The Taiwan is continuing is surge against the U.S. Dollar to reach levels not seen since 2014. Equity inflows and comments from the country’s central bank have helped drive Taiwan’s Dollar up.
The TWD advanced 8% last year which represents a problem for Taiwan’s exporters as a stronger currency decreases a company’s profits through foreign exchange effects. Taiwan’s stock market is mainly comprised of exporters that generate an average of 48% of their revenue offshore.

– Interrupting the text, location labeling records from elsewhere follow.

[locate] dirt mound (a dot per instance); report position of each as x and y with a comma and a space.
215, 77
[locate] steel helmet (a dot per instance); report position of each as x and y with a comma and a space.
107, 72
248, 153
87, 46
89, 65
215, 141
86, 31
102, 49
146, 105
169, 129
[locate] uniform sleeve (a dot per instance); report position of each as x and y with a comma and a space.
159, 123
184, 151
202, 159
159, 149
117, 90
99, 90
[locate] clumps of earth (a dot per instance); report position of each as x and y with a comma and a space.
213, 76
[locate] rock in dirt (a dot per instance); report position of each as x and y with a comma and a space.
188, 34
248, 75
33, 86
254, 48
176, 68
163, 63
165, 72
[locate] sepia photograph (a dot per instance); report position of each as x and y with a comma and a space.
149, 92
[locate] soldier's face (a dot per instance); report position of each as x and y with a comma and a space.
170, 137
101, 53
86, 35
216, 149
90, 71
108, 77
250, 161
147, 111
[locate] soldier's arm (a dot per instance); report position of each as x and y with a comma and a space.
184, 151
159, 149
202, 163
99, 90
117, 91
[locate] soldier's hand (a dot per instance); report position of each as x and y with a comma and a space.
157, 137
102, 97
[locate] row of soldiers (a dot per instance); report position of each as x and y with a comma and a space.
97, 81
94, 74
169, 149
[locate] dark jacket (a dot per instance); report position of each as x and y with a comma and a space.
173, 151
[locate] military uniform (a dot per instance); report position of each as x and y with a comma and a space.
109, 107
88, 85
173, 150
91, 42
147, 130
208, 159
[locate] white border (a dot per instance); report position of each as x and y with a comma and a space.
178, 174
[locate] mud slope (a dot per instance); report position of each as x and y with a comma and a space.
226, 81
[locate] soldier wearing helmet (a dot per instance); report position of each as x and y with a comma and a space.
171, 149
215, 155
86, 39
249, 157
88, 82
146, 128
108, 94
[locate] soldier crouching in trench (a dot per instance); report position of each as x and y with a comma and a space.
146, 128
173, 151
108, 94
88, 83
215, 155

With Taiwanese companies becoming more important in the global electronics value chain, we recommend Taiwanese stocks with exposure to electronics rising in 2018 along with petro-chemical stocks thereby lifting inflows of the TWD. As mentioned above, although a rising TWD will hurt company earnings, it won’t necessary hurt Taiwan’s competitiveness as other Asian currencies are expected to strengthen throughout 2018 (see previous HXL Research Notes). In addition, comments from Taiwan’s Central Bank governor stating gains in the TWD are “not too much” eased speculation of currency intervention by the Central Bank to curtail further gains.
The USD tends to weaken when the global economy improves and we expect the nation’s GDP to dip slightly to 2.3% this year before recovering to 2.4% in 2019. The TWD will likely continue to strengthen against the USD but with relatively lower volatility and stay below the USDTWD$30 resistance level in the short-term.